Her last words were spoken more quietly.

"She said she believed in free love Sully. That complete freedom of sexuality is an inalienable right!" The disbelief was clear in her voice. "What happened to the Marjorie I knew?"

Sully had slowly felt the tension return to her body as the minutes had flowed onwards.

"Yet, she and I are so much closer. When we have never been. We went riding today and I haven't had that much fun with her since we were children. Yet Loren told us we were behaving wildly, and Jake told Marjorie that she looked like she was becoming in her bloomers."

"Becomin?" Sully knew that did not sound quite right.

"Becoming a man." Michaela finished, the distain for the barber and his lack of true wit apparent.

She sighed still clearly perplexed.

"I know she has changed since her divorce, that really she needed to, but I didn't expect her to change so much.
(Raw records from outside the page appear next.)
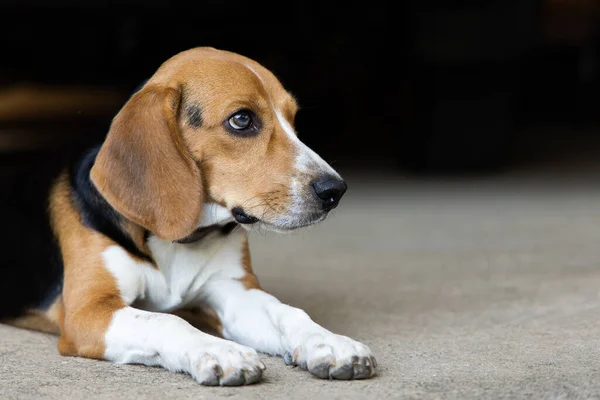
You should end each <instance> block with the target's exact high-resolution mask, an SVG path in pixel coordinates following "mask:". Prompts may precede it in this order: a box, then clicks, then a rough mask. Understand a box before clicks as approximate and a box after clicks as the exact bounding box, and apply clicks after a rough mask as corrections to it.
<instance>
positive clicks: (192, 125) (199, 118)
mask: <svg viewBox="0 0 600 400" xmlns="http://www.w3.org/2000/svg"><path fill="white" fill-rule="evenodd" d="M186 112H187V117H188V122H189V123H190V126H191V127H193V128H196V129H198V128H200V127H202V122H203V121H202V112H201V111H200V107H198V106H195V105H190V106H188V107H187V108H186Z"/></svg>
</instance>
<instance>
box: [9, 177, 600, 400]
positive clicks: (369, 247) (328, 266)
mask: <svg viewBox="0 0 600 400" xmlns="http://www.w3.org/2000/svg"><path fill="white" fill-rule="evenodd" d="M583 170H584V171H585V176H584V175H580V174H578V172H577V171H571V172H570V173H564V174H563V175H560V174H556V173H554V174H553V173H552V172H549V173H546V174H545V175H543V176H536V175H535V174H528V173H521V174H512V175H510V174H509V175H506V176H499V177H496V178H487V179H483V178H482V179H473V180H470V181H467V180H446V181H443V182H441V181H440V182H438V181H435V180H429V181H416V180H410V179H405V178H399V177H389V176H388V177H385V175H382V174H374V175H365V176H354V177H352V178H351V179H350V180H349V181H350V190H349V192H348V195H347V197H346V198H345V199H344V201H343V202H342V204H341V206H340V208H339V209H338V210H336V211H335V213H334V215H332V216H331V218H330V219H328V220H327V221H326V222H324V223H323V224H322V225H320V226H318V227H314V228H311V229H308V230H306V231H303V232H298V233H295V234H292V235H287V236H275V235H273V234H269V235H266V236H262V235H260V234H255V235H254V236H253V238H252V242H253V247H252V248H253V253H254V254H253V256H254V264H255V269H256V271H257V272H258V275H259V277H260V278H261V282H262V284H263V286H264V287H265V288H267V289H268V290H270V291H271V292H272V293H274V294H276V295H278V296H279V297H280V298H281V299H282V300H283V301H285V302H287V303H290V304H293V305H296V306H299V307H302V308H304V309H305V310H306V311H308V312H309V314H311V315H312V316H313V317H314V319H315V320H317V321H318V322H320V323H322V324H323V325H325V326H326V327H328V328H330V329H331V330H334V331H337V332H339V333H343V334H346V335H348V336H351V337H354V338H355V339H358V340H361V341H364V342H365V343H367V344H368V345H369V346H371V348H372V349H373V350H374V352H375V353H376V356H377V359H378V362H379V365H380V369H379V376H378V377H376V378H375V379H372V380H368V381H357V382H337V381H322V380H318V379H316V378H312V377H311V376H310V375H309V374H307V373H306V372H303V371H300V370H297V369H294V368H291V367H286V366H284V364H283V362H282V361H281V360H280V359H277V358H271V357H267V356H265V357H264V361H265V363H266V365H267V371H266V374H265V377H264V381H263V383H261V384H258V385H255V386H251V387H244V388H205V387H201V386H199V385H197V384H196V383H195V382H194V381H192V379H191V378H189V377H187V376H185V375H182V374H173V373H169V372H166V371H164V370H161V369H158V368H146V367H142V366H114V365H111V364H109V363H107V362H98V361H91V360H84V359H76V358H64V357H60V356H59V355H58V354H57V351H56V348H55V346H56V338H54V337H52V336H46V335H43V334H38V333H33V332H28V331H21V330H17V329H13V328H10V327H5V326H0V388H1V394H0V397H1V398H3V399H37V398H47V399H71V398H73V399H84V398H85V399H88V398H97V399H113V398H114V399H116V398H127V399H137V398H152V399H164V398H171V399H178V398H190V399H191V398H194V399H203V398H225V397H234V398H235V397H239V398H285V399H300V398H311V399H317V398H319V399H320V398H324V399H334V398H344V399H348V398H363V399H364V398H385V397H403V398H407V397H408V398H460V399H465V398H478V399H480V398H600V297H599V293H600V190H599V188H600V171H596V172H597V173H596V172H594V171H593V170H590V169H589V168H584V169H583Z"/></svg>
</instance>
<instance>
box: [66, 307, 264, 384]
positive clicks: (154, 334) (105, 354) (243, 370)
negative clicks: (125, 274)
mask: <svg viewBox="0 0 600 400" xmlns="http://www.w3.org/2000/svg"><path fill="white" fill-rule="evenodd" d="M99 316H109V323H108V326H106V328H105V329H103V328H104V327H102V326H100V324H99V322H100V321H102V318H99ZM59 350H60V352H61V353H62V354H63V355H77V356H83V357H90V358H98V359H105V360H109V361H113V362H115V363H120V364H144V365H151V366H161V367H163V368H166V369H168V370H171V371H177V372H186V373H188V374H190V375H191V376H192V377H193V378H194V379H196V380H197V381H198V382H200V383H201V384H203V385H211V386H212V385H222V386H237V385H244V384H250V383H254V382H257V381H259V380H260V378H261V376H262V371H263V370H264V368H265V367H264V364H263V363H262V362H261V361H260V359H259V357H258V355H257V353H256V351H255V350H253V349H251V348H249V347H245V346H242V345H239V344H237V343H234V342H231V341H228V340H224V339H220V338H216V337H214V336H211V335H208V334H206V333H203V332H201V331H199V330H197V329H196V328H194V327H192V326H191V325H190V324H188V323H187V322H186V321H184V320H183V319H181V318H179V317H177V316H175V315H170V314H162V313H153V312H147V311H143V310H138V309H136V308H133V307H123V308H119V309H112V310H111V309H110V307H107V305H106V304H104V305H102V304H98V305H97V306H95V307H94V306H92V307H87V308H85V309H82V310H81V311H80V312H78V313H75V314H73V315H71V316H66V318H65V323H64V333H63V335H62V337H61V339H60V341H59Z"/></svg>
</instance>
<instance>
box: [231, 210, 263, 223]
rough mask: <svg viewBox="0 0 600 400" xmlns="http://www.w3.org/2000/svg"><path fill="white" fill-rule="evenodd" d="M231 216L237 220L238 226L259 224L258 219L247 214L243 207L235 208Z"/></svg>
mask: <svg viewBox="0 0 600 400" xmlns="http://www.w3.org/2000/svg"><path fill="white" fill-rule="evenodd" d="M231 215H233V218H234V219H235V220H236V222H237V223H238V224H243V225H251V224H255V223H257V222H258V218H256V217H254V216H252V215H249V214H246V212H245V211H244V209H243V208H242V207H234V208H233V209H232V210H231Z"/></svg>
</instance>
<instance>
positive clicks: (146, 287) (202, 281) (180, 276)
mask: <svg viewBox="0 0 600 400" xmlns="http://www.w3.org/2000/svg"><path fill="white" fill-rule="evenodd" d="M245 235H246V232H245V231H244V230H243V229H239V228H237V229H235V230H234V231H233V232H231V233H230V234H228V235H223V234H222V233H221V232H219V231H215V232H212V233H210V234H208V235H207V236H206V237H204V238H203V239H202V240H200V241H198V242H196V243H190V244H181V243H173V242H168V241H164V240H160V239H158V238H156V237H154V236H151V237H150V238H149V239H148V247H149V248H150V251H151V252H152V257H153V258H154V260H155V262H156V266H157V267H158V268H156V267H154V266H153V265H151V264H150V263H147V262H141V261H137V260H136V259H134V258H132V257H131V256H130V255H129V254H128V253H127V252H126V251H125V250H123V249H122V248H121V247H119V246H111V247H109V248H107V249H106V250H105V251H104V253H103V254H102V255H103V258H104V261H105V266H106V268H107V269H108V270H109V271H110V272H111V274H112V275H113V276H114V277H115V279H116V280H117V284H118V286H119V290H120V291H121V296H122V297H123V300H124V301H125V303H126V304H128V305H132V304H133V305H134V306H135V307H137V308H141V309H144V310H148V311H160V312H168V311H173V310H176V309H178V308H181V307H185V306H186V305H188V304H190V303H191V302H194V301H196V300H198V299H201V297H202V294H203V293H202V289H203V286H204V285H205V284H206V283H207V282H208V281H209V280H211V279H218V278H225V277H227V278H241V277H243V276H244V274H245V271H244V268H243V265H242V256H243V252H242V246H243V244H244V240H245Z"/></svg>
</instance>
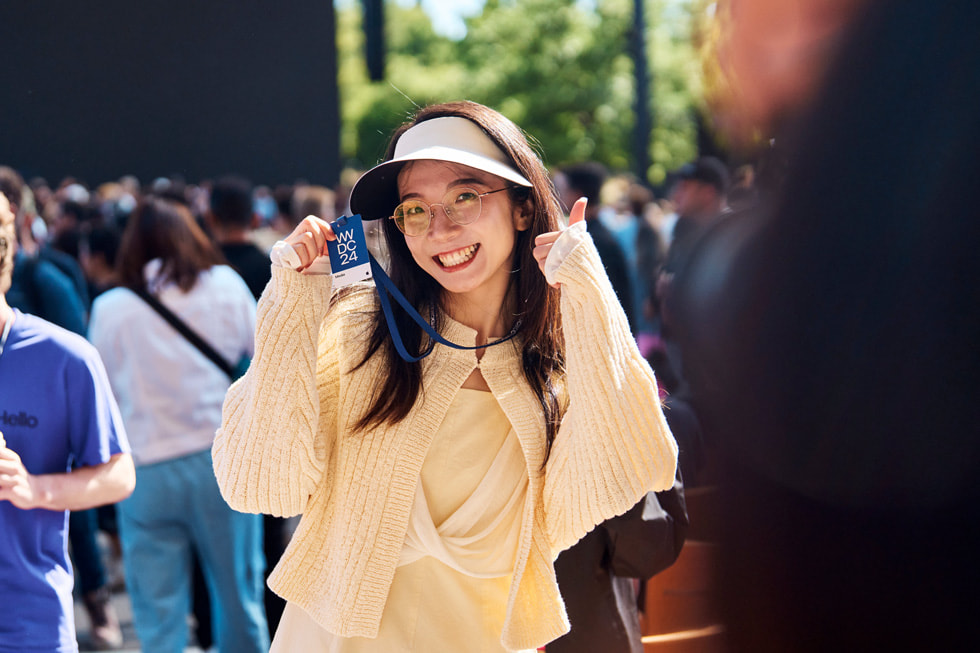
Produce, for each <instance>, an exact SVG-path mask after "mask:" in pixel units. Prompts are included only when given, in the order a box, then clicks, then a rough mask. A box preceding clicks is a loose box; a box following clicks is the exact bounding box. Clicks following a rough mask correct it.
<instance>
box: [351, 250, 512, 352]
mask: <svg viewBox="0 0 980 653" xmlns="http://www.w3.org/2000/svg"><path fill="white" fill-rule="evenodd" d="M368 256H369V258H370V260H371V274H373V275H374V285H375V286H376V287H377V289H378V299H380V300H381V310H382V311H383V312H384V315H385V321H386V322H387V323H388V331H389V332H390V333H391V340H392V342H394V343H395V349H396V350H397V351H398V355H399V356H401V357H402V359H404V360H405V361H407V362H409V363H416V362H418V361H420V360H422V359H423V358H425V357H426V356H428V355H429V354H431V353H432V349H433V348H432V347H429V348H428V349H426V350H425V351H424V352H422V353H421V354H419V355H418V356H412V355H411V354H409V353H408V350H407V349H406V348H405V343H404V342H402V336H401V333H399V331H398V325H397V324H396V323H395V315H394V313H393V312H392V310H391V300H390V299H389V298H388V296H389V295H391V296H392V297H394V298H395V301H396V302H398V304H399V305H400V306H401V307H402V308H403V309H405V312H406V313H408V316H409V317H410V318H412V320H413V321H414V322H415V323H416V324H418V325H419V326H420V327H421V328H422V330H424V331H425V332H426V333H427V334H428V335H429V337H430V338H432V340H434V341H435V342H438V343H441V344H443V345H446V346H447V347H453V348H455V349H483V348H485V347H492V346H494V345H499V344H501V343H504V342H507V341H508V340H510V339H511V338H513V337H514V336H516V335H517V333H518V331H520V328H521V320H520V319H518V320H517V321H516V322H515V323H514V328H512V329H511V330H510V333H508V334H507V335H506V336H504V337H503V338H501V339H500V340H494V341H493V342H488V343H487V344H485V345H477V346H475V347H466V346H463V345H457V344H456V343H454V342H450V341H449V340H446V339H445V338H443V337H442V336H441V335H439V333H438V332H437V331H436V330H435V328H434V327H433V326H432V325H431V324H429V323H428V322H427V321H426V320H424V319H423V318H422V316H421V315H419V313H418V311H416V310H415V307H414V306H412V304H411V303H410V302H409V301H408V300H407V299H405V295H403V294H402V293H401V291H400V290H398V287H397V286H395V283H394V282H393V281H392V280H391V279H390V278H389V277H388V275H387V274H386V273H385V271H384V270H383V269H382V268H381V266H380V265H378V262H377V261H375V260H374V257H373V256H370V254H369V255H368Z"/></svg>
She's even smoking Sully, smoking! And Mother, who only knows what she said to her."

"Maybe your Mother is wrong," Sully suggested in as calm and diplomatic a tone as he could. "Look at how she saw me when we first met. She called me a savage!" The laughter in his voice was clear.
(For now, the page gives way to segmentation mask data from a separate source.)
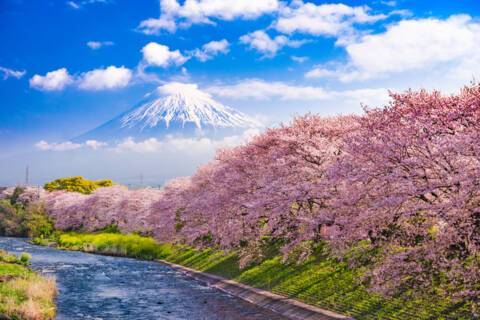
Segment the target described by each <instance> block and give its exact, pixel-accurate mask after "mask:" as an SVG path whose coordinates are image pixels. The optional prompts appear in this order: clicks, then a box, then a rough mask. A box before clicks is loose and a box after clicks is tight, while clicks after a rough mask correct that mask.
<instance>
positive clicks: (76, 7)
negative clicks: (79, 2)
mask: <svg viewBox="0 0 480 320" xmlns="http://www.w3.org/2000/svg"><path fill="white" fill-rule="evenodd" d="M67 5H69V6H70V7H71V8H73V9H80V5H79V4H78V3H76V2H74V1H67Z"/></svg>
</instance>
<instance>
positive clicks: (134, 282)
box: [0, 238, 286, 320]
mask: <svg viewBox="0 0 480 320" xmlns="http://www.w3.org/2000/svg"><path fill="white" fill-rule="evenodd" d="M0 249H4V250H7V251H9V252H12V253H17V254H18V253H21V252H28V253H30V254H31V255H32V259H31V263H32V265H31V267H32V268H33V269H34V270H36V271H38V272H39V273H41V274H43V275H47V276H54V277H55V278H56V280H57V286H58V290H59V294H58V298H57V311H58V312H57V313H58V316H57V319H65V320H74V319H98V320H100V319H105V320H107V319H109V320H110V319H143V320H148V319H152V320H153V319H155V320H157V319H159V320H160V319H171V320H173V319H186V320H187V319H188V320H197V319H198V320H200V319H202V320H203V319H205V320H230V319H232V320H237V319H238V320H268V319H272V320H286V318H284V317H282V316H279V315H276V314H274V313H272V312H270V311H268V310H265V309H262V308H259V307H257V306H255V305H252V304H249V303H247V302H245V301H243V300H240V299H238V298H235V297H233V296H230V295H228V294H225V293H223V292H220V291H218V290H216V289H212V288H209V287H207V286H205V285H203V284H201V283H199V282H197V281H195V280H192V279H191V278H189V277H187V276H185V275H183V274H182V273H180V272H177V271H174V270H173V269H171V268H170V267H168V266H165V265H162V264H159V263H155V262H148V261H138V260H134V259H129V258H119V257H107V256H99V255H93V254H87V253H82V252H77V251H62V250H57V249H54V248H48V247H39V246H34V245H31V244H29V243H28V242H27V240H25V239H15V238H0Z"/></svg>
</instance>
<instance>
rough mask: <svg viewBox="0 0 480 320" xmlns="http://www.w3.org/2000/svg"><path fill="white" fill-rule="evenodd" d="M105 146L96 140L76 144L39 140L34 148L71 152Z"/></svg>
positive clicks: (72, 142) (87, 140)
mask: <svg viewBox="0 0 480 320" xmlns="http://www.w3.org/2000/svg"><path fill="white" fill-rule="evenodd" d="M105 146H107V143H106V142H101V141H97V140H87V141H85V142H83V143H76V142H72V141H65V142H59V143H55V142H54V143H49V142H47V141H45V140H41V141H39V142H37V143H36V144H35V147H36V148H37V149H38V150H41V151H71V150H77V149H81V148H90V149H93V150H98V149H100V148H102V147H105Z"/></svg>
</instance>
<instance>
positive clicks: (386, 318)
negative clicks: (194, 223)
mask: <svg viewBox="0 0 480 320" xmlns="http://www.w3.org/2000/svg"><path fill="white" fill-rule="evenodd" d="M40 242H42V243H43V244H47V241H45V240H43V241H40ZM54 244H55V245H56V246H57V247H59V248H61V249H67V250H79V251H84V252H91V253H99V254H105V255H113V256H126V257H132V258H137V259H145V260H165V261H168V262H172V263H176V264H179V265H182V266H186V267H189V268H192V269H195V270H198V271H203V272H206V273H210V274H213V275H218V276H221V277H224V278H227V279H231V280H234V281H237V282H240V283H243V284H246V285H249V286H252V287H255V288H259V289H263V290H267V291H270V292H273V293H276V294H279V295H282V296H285V297H288V298H292V299H295V300H298V301H302V302H305V303H308V304H310V305H314V306H317V307H320V308H323V309H328V310H331V311H335V312H338V313H341V314H344V315H348V316H352V317H354V318H355V319H358V320H361V319H365V320H366V319H399V320H400V319H402V320H409V319H412V320H413V319H472V315H471V314H470V313H469V310H468V308H467V307H466V306H457V305H454V304H453V303H452V302H450V301H446V300H444V299H443V300H442V299H440V298H439V297H436V296H432V297H430V298H429V299H425V298H424V299H414V298H412V297H411V296H410V292H405V293H404V294H403V296H399V297H398V298H395V299H389V300H386V299H383V298H382V297H380V296H379V295H377V294H373V293H370V292H368V291H367V289H366V288H365V287H364V286H363V285H361V284H359V282H358V281H357V279H358V278H359V277H361V276H362V274H363V273H364V272H365V269H364V268H362V267H357V268H349V266H348V265H347V263H345V262H342V261H339V260H337V259H335V258H333V257H330V256H329V255H328V253H326V250H323V251H322V250H318V251H317V252H315V253H314V254H313V255H312V256H311V257H310V258H309V259H308V260H307V261H305V262H304V263H302V264H300V265H297V264H295V263H287V264H285V263H282V258H281V257H280V256H279V255H271V256H267V257H265V258H264V259H263V260H262V261H260V262H258V263H256V264H253V265H251V266H249V267H247V268H243V269H241V268H240V266H239V257H238V255H237V254H236V252H228V253H227V252H223V251H220V250H213V249H205V250H198V249H194V248H191V247H188V246H177V245H171V244H161V243H157V242H156V241H155V240H153V239H151V238H147V237H141V236H137V235H123V234H118V233H99V234H75V233H69V234H61V235H59V236H58V237H57V238H56V240H55V243H54Z"/></svg>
She lifted her hand to caress his cheek in compassion. " You heard that?"

"In that old homestead? You could hear for miles!"

She smiled fondly at the memories he evoked.

"I heard you shoot her down," he admitted, the smile curving into his words. "But she was wrong, your mother. We were platonic," he continued stressing the word.

Michaela smiled and spoke her words gently. " We were never really platonic Sully, and Mother could see that much more clearly than we could!"

He felt a small amount of relief at her soft laughter.

"Sully?" he heard the unspoken question in her voice.

"I'm glad I married you." He confirmed and she laughed softly again at their wonderful connection.

"And I am glad I married you." She rubbed her nose gently against his in a gesture filled with sleepy affection.

Silence over took them as they let their eyes lull a little under the influences of exhaustion.

"Sully?" he barely heard her voice, just catching himself on the brink of sleep.

"Hmm?" he breathed.

"Did you think I was this rebellious, this wild when you met me?"

He huffed softly.

"Did you?" she asked again.

"I fell in love with you." He pronounced barely thinking, for his response was true and sure.

"Sully," she tickled his back where he was most sensitive above his hips, needing a reaction, awaiting a response.

His lulling words, poured forth on sleepy sighs as he slowly answered her question.

"You weren't wild, you were you. You were spirited and fearless, and you let your guard down for me. You let me in. I loved you. I love you." His mind was then just too drowsy for him to continue, as his eyelids drooped.

"Even in my riding bloomers?" came her vulnerable reply, but he was lost to the heavy pull of sleep.